Unfortunately, on November 13, 1942, their ship, the USS Juneau, which had already been damaged in the Naval battles around Guadalcanal, took a torpedo from a Japanese submarine that set off a massive secondary explosion. Astonishingly, the Juneau sank in twenty seconds. The commander of the Juneau’s task force decided that there could not be any survivors. Rather than risk losing another ship to submarine attack, ordered the ships in the task force not to make any attempt at rescue. For that decision, Admiral Halsey later relieved him of his commission. The task force commander had ordered a message sent for a plane search of the area. Unfortunately, that search was conducted ten days later.
Over 600 men died immediately.

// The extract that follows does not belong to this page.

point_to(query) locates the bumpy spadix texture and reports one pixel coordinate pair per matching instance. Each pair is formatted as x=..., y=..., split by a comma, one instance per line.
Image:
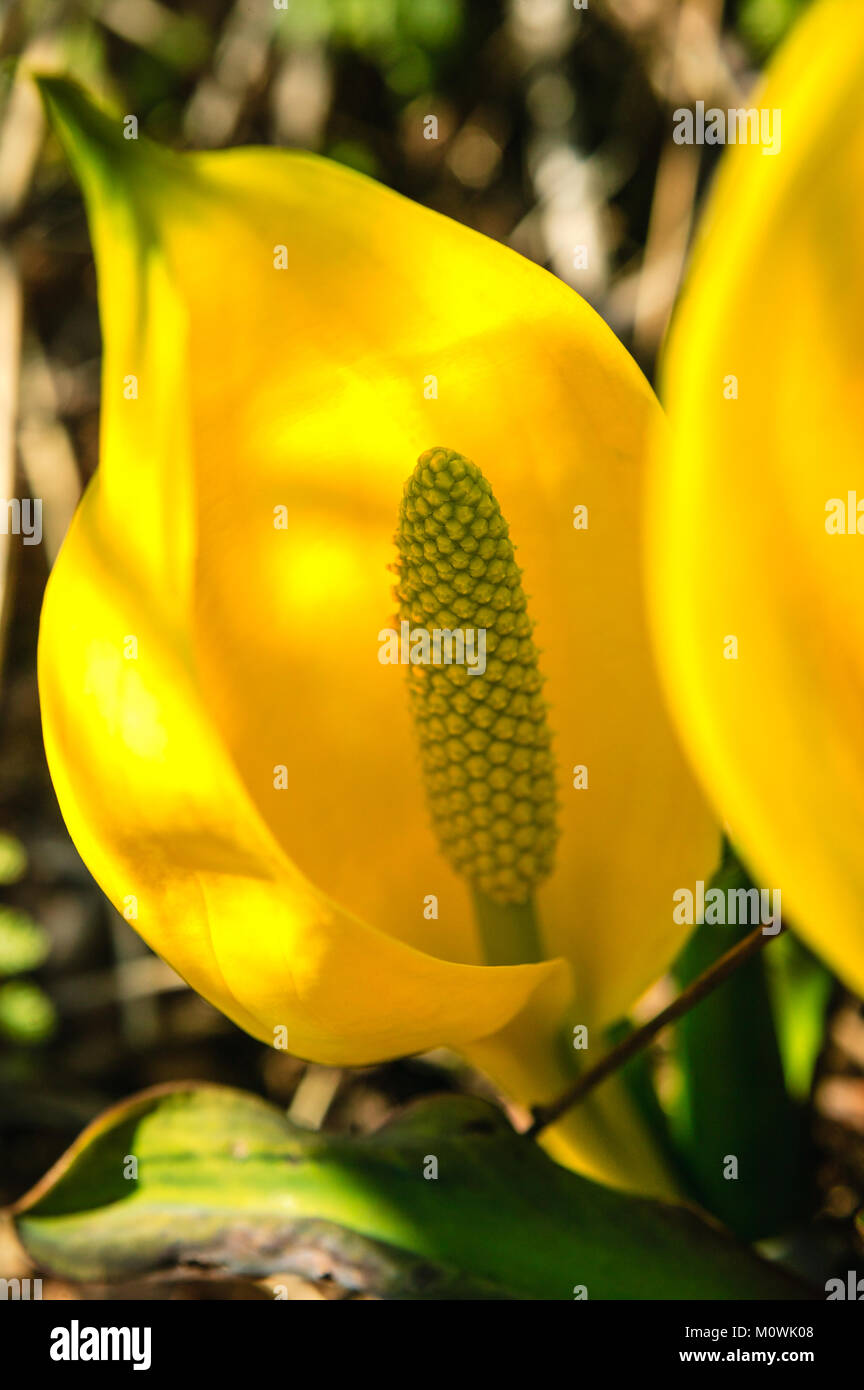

They might have been the lucky ones. Eighty men made it into the water, where all but ten died of thirst, exposure or shark attack. At least two of the Sullivan brothers were in that group.
Back in the States, Hollywood made a 1944 film called The Fighting Sullivans. This film, to a modern viewer, comes across like Ozzie and Harriet Go to War. The very last shot of the film depicts the fifth Sullivan brother, the one who was always left behind, scrambling upstairs to the Pearly Gates, “Hey! Wait up for me!”
The truth about what really happened out the South Pacific was far more than Hollywood could handle. Only years later did the ten survivors relate that George Sullivan managed to survive for five days in the water. As horrible as that experience was, one of the worst aspects of this was hearing George call out the names of his four brothers, never getting a response.